UNISON on the Isle of Wight says it welcomes the government's plans to test all patients for COVID-19, if they are being discharged from hospital into care homes, but says it must happen quickly. 

Care residents with coronavirus symptoms and social care staff who need one will also be tested, the government has pledged.

The union says the measures should already have been in place.

The Care Quality Commission has been asked to contact the country’s 30,000 care providers in the coming days, including those on the Isle of Wight, said the government yesterday (Thursday).

Read the statement in full here.

UNISON says there is concern on the Island that people who leave hospital but still require care - in homes and in the community - are not already being routinely tested.

The Isle of Wight NHS Trust has confirmed those with symptoms are tested, but widespread testing is not yet in place.

The national policy has led to fears that COVID-19 might be unwittingly transferred.

Isle of Wight UNISON local government branch secretary Mark Chiverton told the Isle of Wight County Press: “We welcome yesterday’s moves by the government, but it’s imperative that adequate resources are in place.
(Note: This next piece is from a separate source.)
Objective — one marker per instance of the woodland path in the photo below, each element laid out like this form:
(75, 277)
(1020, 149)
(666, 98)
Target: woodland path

Testing should become a reality as a matter of urgency.

“There is an increasing concern among staff in care homes - in both Isle of Wight Council-run respite facilities and those in the voluntary and private sector. 

“There is a real danger in terms of transferring the virus into the community. Staff are very concerned about it, for their own safety and the safety of other residents.”

The Isle of Wight NHS Trust said it was unable to say how many of its staff had been tested for coronavirus, meanwhile. Earlier this week, the widespread testing of healthcare workers had not started.

The Isle of Wight County Press has also asked how many Isle of Wight Council care workers have been tested. An updated statement, in light of yesterday’s announcement, is expected.